The human genome defines us as people and conditions the probability of us suffering certain diseases in the future. Determining which genes are responsible allows us to improve our health
Cancer is the second leading cause of death worldwide. Gastrointestinal neoplasms, such as colorectal cancer and gastric cancer, are common tumours. An important number of these cancers are due to alterations of genes, which will be transmitted down generation after generation within the same family.
It is necessary to determine what these genes are, how they work, and whether their alteration predisposes people to cancer. This will improve knowledge of these diseases, permit the identification of people at risk and enable strategies to be designed for personalised prevention and treatment.
The group works to identify alterations of the human genome that are relevant to hereditary predisposition towards suffering gastrointestinal neoplasms. To determine them, we use genetic association studies, in which the group compares the genomes of patients and those of healthy controls, along with mass sequencing studies to decode the genome.
To verify the effect of genetic alterations, it uses molecular and cellular biology tools such as gene editing using the CRISPR system and the growth of organoids, three-dimensional structures that allow it to recreate gastrointestinal tissue in the laboratory.

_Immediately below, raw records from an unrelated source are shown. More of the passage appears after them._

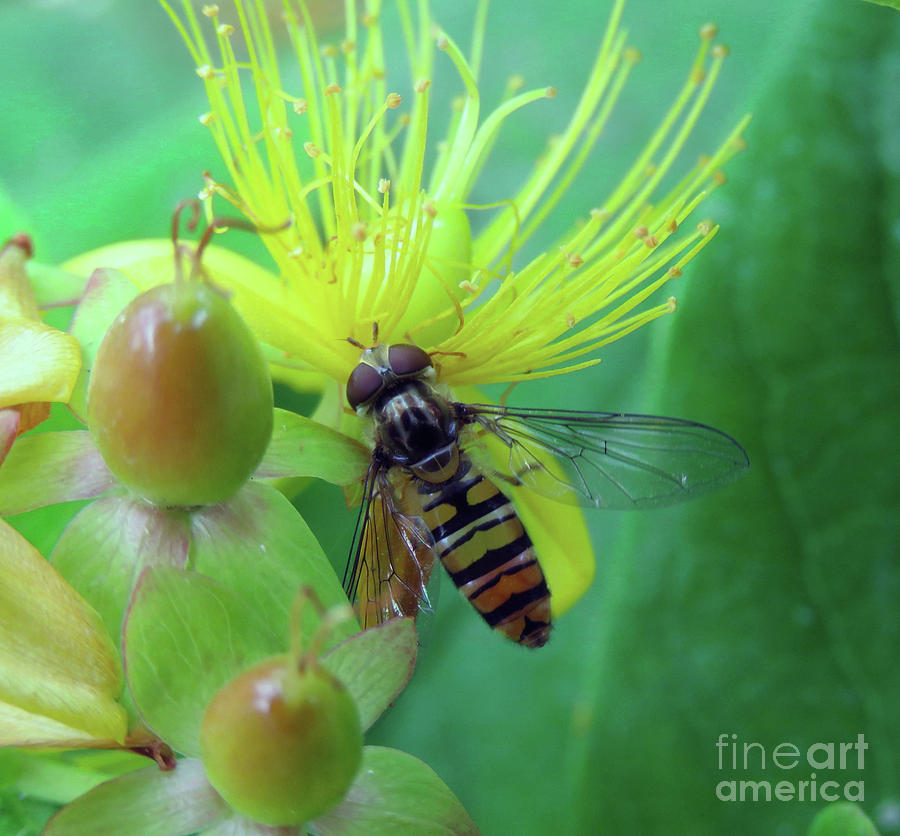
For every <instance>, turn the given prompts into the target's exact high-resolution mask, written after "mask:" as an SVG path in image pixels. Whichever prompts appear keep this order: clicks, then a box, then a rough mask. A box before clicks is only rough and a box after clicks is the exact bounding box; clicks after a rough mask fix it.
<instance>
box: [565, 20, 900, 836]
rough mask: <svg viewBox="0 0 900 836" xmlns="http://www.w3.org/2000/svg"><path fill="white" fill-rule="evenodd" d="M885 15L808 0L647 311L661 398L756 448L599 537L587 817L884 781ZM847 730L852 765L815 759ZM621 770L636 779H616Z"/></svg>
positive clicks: (891, 418)
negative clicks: (732, 224)
mask: <svg viewBox="0 0 900 836" xmlns="http://www.w3.org/2000/svg"><path fill="white" fill-rule="evenodd" d="M883 20H884V15H883V13H882V12H879V11H878V10H874V9H870V8H867V7H865V6H853V5H852V4H851V5H848V6H847V7H846V8H844V9H842V11H841V14H840V17H839V21H838V20H837V19H835V17H834V9H833V7H832V6H829V4H826V3H822V4H819V5H818V7H817V13H816V14H815V16H814V18H813V20H812V22H811V27H810V31H809V33H808V39H806V40H805V41H804V42H803V43H802V44H798V45H796V47H795V49H794V50H792V52H791V54H790V58H789V60H788V61H787V62H786V63H785V65H784V67H783V68H782V69H781V71H780V72H779V73H777V74H776V75H775V76H774V77H773V78H772V84H771V87H770V89H769V90H768V92H767V93H766V94H765V95H763V96H762V97H761V99H760V100H759V102H758V104H757V105H756V108H755V109H756V111H757V114H758V115H757V118H756V120H755V122H754V124H753V128H752V130H751V131H750V132H749V141H750V143H751V146H750V150H749V151H748V153H747V155H746V156H745V157H744V158H742V159H740V160H738V161H736V163H735V165H734V171H733V179H732V181H731V182H730V183H729V185H728V188H727V189H726V190H725V193H724V196H723V198H721V200H722V204H721V206H722V208H721V212H722V214H723V215H724V216H725V217H729V218H732V219H734V220H733V225H734V226H736V227H737V228H736V229H735V231H734V233H732V234H730V235H728V237H727V239H726V240H725V242H717V243H716V246H714V247H712V248H711V249H710V250H709V251H708V252H707V253H704V259H703V264H702V267H701V268H700V269H697V270H696V271H692V272H693V275H692V277H691V283H690V284H689V285H688V287H687V289H686V291H685V292H682V293H681V294H680V302H681V303H682V304H681V307H680V311H679V314H678V316H677V317H675V318H674V324H673V325H672V327H671V329H669V330H668V331H667V332H662V331H661V332H660V334H661V335H662V336H663V338H662V339H660V340H659V341H658V343H657V346H656V348H657V351H656V354H655V357H654V359H653V365H655V366H656V367H658V368H659V369H660V370H661V376H660V379H659V382H658V385H657V388H656V391H657V397H656V403H655V404H654V406H657V407H659V410H660V411H662V412H668V413H673V414H676V415H684V416H688V417H695V418H698V419H700V420H703V421H708V422H710V423H713V424H715V425H718V426H721V427H722V428H723V429H725V430H727V431H729V432H731V433H733V434H734V435H735V436H736V437H737V438H738V439H740V440H741V441H742V442H743V443H744V444H745V445H746V446H747V448H748V450H749V453H750V459H751V462H752V470H751V474H750V477H749V478H747V479H746V480H745V481H744V482H743V483H742V484H740V485H737V486H735V487H733V488H730V489H728V490H727V491H724V492H723V493H722V494H721V495H720V496H717V497H710V498H708V499H704V500H703V501H698V502H696V503H695V504H693V505H691V506H690V507H688V508H686V509H685V510H684V512H673V513H668V512H667V513H664V514H659V515H654V517H653V518H652V520H651V519H650V518H649V515H648V517H647V518H644V517H641V518H635V519H633V520H632V521H631V524H630V525H629V527H628V532H627V535H628V536H627V537H626V541H625V548H624V549H623V550H622V551H618V552H617V553H616V555H615V565H614V567H613V575H612V584H611V587H610V589H609V592H608V594H607V596H606V614H605V617H606V619H607V621H608V628H607V629H604V630H603V631H602V632H600V633H599V634H597V635H596V637H595V640H594V641H593V642H592V644H591V647H590V650H589V653H590V654H591V656H592V658H593V659H594V660H595V662H594V664H593V665H592V666H591V673H590V674H589V675H588V677H587V679H586V680H585V688H586V689H587V690H588V692H589V693H591V695H592V702H593V710H594V716H595V717H596V718H598V720H597V722H596V724H595V725H593V726H592V727H591V728H590V729H589V736H588V739H587V741H586V743H585V745H584V748H583V750H582V753H581V760H580V767H581V770H582V772H581V775H580V776H579V782H580V786H579V787H578V808H579V813H580V819H579V827H580V829H581V830H583V831H585V832H587V831H588V830H589V829H590V828H591V827H593V826H595V825H596V824H597V823H598V822H604V823H605V824H606V826H607V827H608V828H609V829H610V830H611V831H613V832H640V833H664V832H666V833H668V832H690V833H692V834H707V833H708V834H718V833H722V832H730V833H760V832H776V831H778V830H779V828H788V829H792V832H801V831H802V828H803V827H804V826H805V822H808V821H809V819H810V818H811V815H812V812H813V811H814V810H815V809H816V807H817V806H818V805H821V804H822V803H823V801H824V800H825V798H823V797H821V796H819V797H812V798H811V797H810V790H809V789H807V794H806V797H805V799H801V798H799V797H798V795H797V790H798V787H797V785H798V782H800V781H803V780H809V779H810V775H811V773H814V774H816V776H817V778H818V781H819V782H820V783H821V782H824V781H826V780H835V781H836V782H837V784H838V787H839V789H838V792H839V793H840V795H839V796H838V797H847V798H850V799H853V798H854V796H857V795H858V790H857V789H856V788H854V787H849V788H847V783H848V782H855V781H863V782H864V784H865V791H864V794H865V798H864V801H865V806H866V808H867V809H869V810H872V809H874V807H875V806H876V805H878V803H879V802H880V801H888V800H890V799H891V798H894V799H895V798H896V795H895V793H896V787H897V767H898V763H897V752H898V751H900V720H898V715H897V712H896V711H895V710H894V708H893V707H894V706H896V705H897V703H898V700H900V671H898V668H897V665H896V652H897V648H898V647H900V625H898V621H897V619H896V618H894V617H893V616H892V615H891V613H893V612H895V611H896V606H897V601H898V600H900V563H898V543H900V528H898V524H900V513H898V511H900V505H898V500H900V494H898V485H900V483H898V480H897V478H896V474H897V472H898V471H900V458H898V451H900V445H898V443H897V436H896V433H897V417H898V406H900V354H898V339H897V316H896V307H895V305H896V299H897V290H898V282H897V278H898V277H897V271H896V264H897V238H896V235H895V234H893V233H892V232H891V230H892V228H894V226H895V225H896V212H897V195H898V191H897V186H898V179H897V177H898V173H900V169H898V166H897V157H896V137H897V135H898V132H900V113H898V111H897V108H896V101H897V99H896V87H895V86H893V82H891V81H890V73H889V72H886V68H887V67H888V66H890V62H891V61H893V62H894V63H896V61H897V59H898V56H900V29H897V28H894V29H893V30H890V29H887V28H885V27H884V26H883V23H882V21H883ZM600 718H602V719H600ZM720 735H724V743H725V744H728V748H725V749H724V751H723V752H722V754H723V755H724V758H723V760H722V761H719V760H718V758H717V748H716V744H717V741H718V740H719V739H720ZM859 735H864V740H865V742H866V743H867V744H868V747H869V748H868V751H864V752H863V754H864V757H862V758H861V759H860V760H857V758H856V757H855V753H854V756H853V757H851V758H850V759H849V762H848V763H847V765H846V768H844V769H841V768H840V767H839V766H837V765H836V766H834V767H833V768H832V767H829V768H816V763H814V762H813V761H811V760H810V756H809V750H808V747H810V746H814V745H815V744H823V745H832V746H839V745H840V744H841V743H844V742H846V743H851V742H856V741H857V740H858V736H859ZM732 743H733V744H736V747H737V748H736V751H735V750H734V749H731V748H730V745H731V744H732ZM780 743H788V744H790V745H793V746H796V747H798V749H799V751H800V753H801V756H800V758H799V763H798V762H797V761H794V763H793V767H792V768H787V769H782V768H778V766H777V764H774V763H773V761H772V752H773V749H774V748H775V747H776V746H778V745H779V744H780ZM745 744H751V748H750V750H749V756H748V763H747V764H746V765H745V763H744V746H745ZM753 744H759V746H754V745H753ZM763 751H764V752H765V753H766V757H767V760H766V761H765V763H762V761H761V757H762V754H763ZM734 754H736V755H737V759H736V765H735V761H734V760H732V756H733V755H734ZM740 780H754V781H759V780H767V781H770V782H772V783H773V784H775V783H777V782H778V781H781V780H786V781H788V782H789V783H791V784H792V785H793V786H794V787H795V793H794V801H793V803H790V804H776V803H773V804H765V803H755V804H754V803H753V802H752V801H750V802H745V803H723V801H722V800H721V799H720V798H719V797H717V794H716V788H717V785H718V783H719V782H720V781H740ZM598 785H599V786H602V787H603V792H602V793H598V792H597V786H598ZM636 787H645V788H647V792H646V796H645V802H644V803H639V802H638V800H637V799H634V801H633V803H630V804H629V803H624V802H623V799H625V798H627V797H629V794H631V797H632V798H634V791H635V788H636ZM847 793H849V794H847ZM860 800H861V799H860ZM786 832H788V831H786Z"/></svg>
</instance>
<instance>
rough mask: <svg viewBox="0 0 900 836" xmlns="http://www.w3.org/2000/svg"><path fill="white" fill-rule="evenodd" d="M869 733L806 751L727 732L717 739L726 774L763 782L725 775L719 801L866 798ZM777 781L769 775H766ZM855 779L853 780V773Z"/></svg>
mask: <svg viewBox="0 0 900 836" xmlns="http://www.w3.org/2000/svg"><path fill="white" fill-rule="evenodd" d="M868 748H869V744H868V743H866V740H865V737H864V736H863V735H861V734H859V735H857V736H856V741H855V742H852V743H850V742H846V741H839V742H831V743H813V744H812V745H810V746H807V747H806V748H805V749H803V748H800V747H799V746H795V745H794V744H793V743H787V742H784V743H778V744H777V745H775V746H771V747H769V748H768V749H767V748H766V747H765V746H763V744H762V743H756V742H750V741H739V740H738V736H737V735H736V734H729V733H727V732H723V733H722V734H720V735H719V739H718V741H717V742H716V753H717V756H718V757H717V760H718V768H719V770H720V771H722V772H729V773H739V774H740V773H743V774H748V773H750V774H754V775H765V776H767V778H766V779H765V780H759V781H751V780H747V779H740V778H737V779H725V780H722V781H719V783H718V784H716V797H717V798H718V799H719V800H720V801H839V800H842V799H843V800H846V801H864V800H865V782H864V781H862V780H856V779H857V778H859V779H861V775H860V774H859V773H861V772H862V770H863V769H864V768H865V752H866V749H868ZM769 775H771V776H773V779H771V780H770V779H768V776H769ZM851 775H853V776H854V780H849V778H850V776H851Z"/></svg>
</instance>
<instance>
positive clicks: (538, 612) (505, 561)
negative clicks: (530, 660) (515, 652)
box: [419, 455, 550, 647]
mask: <svg viewBox="0 0 900 836" xmlns="http://www.w3.org/2000/svg"><path fill="white" fill-rule="evenodd" d="M419 493H420V494H421V497H420V499H421V501H422V509H421V514H422V517H423V518H424V520H425V523H426V525H427V526H428V528H429V529H431V534H432V536H433V537H434V542H435V554H436V555H437V556H438V557H439V558H440V559H441V562H442V563H443V564H444V566H445V567H446V569H447V571H448V572H449V573H450V577H451V578H453V582H454V583H455V584H456V585H457V586H458V587H459V588H460V590H461V591H462V593H463V594H464V595H465V596H466V597H467V598H468V599H469V601H471V603H472V605H473V606H474V607H475V609H477V610H478V612H479V613H481V616H482V618H484V620H485V621H486V622H487V623H488V624H489V625H490V626H491V627H493V628H494V629H496V630H499V631H500V632H501V633H503V634H504V635H506V636H508V637H509V638H511V639H512V640H513V641H515V642H518V643H520V644H524V645H527V646H528V647H540V646H541V645H543V644H544V643H545V642H546V641H547V639H548V637H549V634H550V591H549V590H548V589H547V582H546V580H545V579H544V573H543V572H542V571H541V567H540V564H539V563H538V560H537V556H536V555H535V553H534V546H533V545H532V543H531V539H530V538H529V537H528V533H527V532H526V531H525V528H524V526H523V525H522V523H521V521H520V520H519V517H518V515H517V514H516V512H515V509H514V508H513V506H512V504H511V503H510V501H509V500H508V499H507V498H506V496H504V494H503V493H501V492H500V490H499V489H498V488H497V486H496V485H495V484H493V482H491V481H490V480H489V479H487V478H485V477H484V476H483V475H482V474H480V473H477V472H475V471H474V470H472V469H471V466H470V463H469V461H468V460H467V459H466V458H465V456H463V455H460V462H459V468H458V470H457V471H456V475H454V476H453V477H451V478H450V479H448V480H447V481H445V482H441V483H433V482H422V483H420V487H419Z"/></svg>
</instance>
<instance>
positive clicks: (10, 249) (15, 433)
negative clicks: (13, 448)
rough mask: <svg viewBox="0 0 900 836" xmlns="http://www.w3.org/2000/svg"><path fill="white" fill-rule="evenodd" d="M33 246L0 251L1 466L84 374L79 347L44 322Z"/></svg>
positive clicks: (25, 235)
mask: <svg viewBox="0 0 900 836" xmlns="http://www.w3.org/2000/svg"><path fill="white" fill-rule="evenodd" d="M30 257H31V241H30V240H29V238H28V236H26V235H17V236H15V237H14V238H13V239H11V240H10V241H9V242H7V244H6V245H5V246H4V247H3V249H2V250H0V462H2V461H3V459H4V458H5V456H6V453H7V452H8V451H9V446H10V445H11V444H12V442H13V439H14V438H15V437H16V436H17V435H21V434H22V433H23V432H25V431H26V430H29V429H31V428H32V427H34V426H35V425H36V424H39V423H40V422H41V421H43V420H44V419H45V418H47V417H48V416H49V414H50V402H51V401H63V402H65V401H67V400H68V398H69V395H70V394H71V393H72V387H73V386H74V385H75V379H76V377H77V376H78V370H79V369H80V368H81V353H80V350H79V348H78V342H77V341H76V340H75V339H74V338H73V337H71V336H69V335H68V334H64V333H63V332H62V331H58V330H57V329H56V328H53V327H51V326H50V325H47V324H45V323H44V322H42V321H41V316H40V311H39V310H38V305H37V302H36V301H35V298H34V293H33V291H32V289H31V285H30V283H29V280H28V274H27V273H26V271H25V262H26V261H27V259H29V258H30Z"/></svg>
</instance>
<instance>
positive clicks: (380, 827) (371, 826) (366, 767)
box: [309, 746, 478, 836]
mask: <svg viewBox="0 0 900 836" xmlns="http://www.w3.org/2000/svg"><path fill="white" fill-rule="evenodd" d="M309 828H310V830H311V831H312V833H314V834H316V836H451V834H459V836H462V834H471V836H474V834H477V833H478V828H477V827H476V826H475V822H473V821H472V819H471V818H470V817H469V814H468V813H467V812H466V811H465V809H464V808H463V806H462V804H460V803H459V799H458V798H457V797H456V796H455V795H454V794H453V792H452V791H451V790H450V788H449V787H448V786H447V785H446V784H445V783H444V782H443V781H442V780H441V779H440V778H439V777H438V776H437V774H436V773H435V772H434V770H432V769H431V767H430V766H428V765H427V764H425V763H423V762H422V761H420V760H419V759H418V758H414V757H413V756H412V755H408V754H406V753H405V752H398V751H397V750H396V749H385V748H382V747H380V746H366V747H364V748H363V762H362V766H361V767H360V769H359V774H358V775H357V776H356V780H355V781H354V782H353V785H352V786H351V787H350V789H349V791H348V792H347V795H346V796H345V797H344V800H343V801H342V802H341V803H340V804H339V805H338V806H337V807H335V808H334V810H332V811H331V812H330V813H327V814H326V815H324V816H320V817H319V818H318V819H316V820H315V821H314V822H311V823H310V824H309Z"/></svg>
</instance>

The group’s research identifies new genes and genetic variants involved in hereditary predisposition to gastrointestinal cancer. It has been able to identify new variants thanks to the results obtained in genetic association studies and in international collaboration.
Sequencing studies have identified significant candidates, and the group is applying functional studies to corroborate their implications for predisposition towards cancer. The group wants to use these new genetic variants to improve the clinical management of patients and to develop customised follow-up and treatment.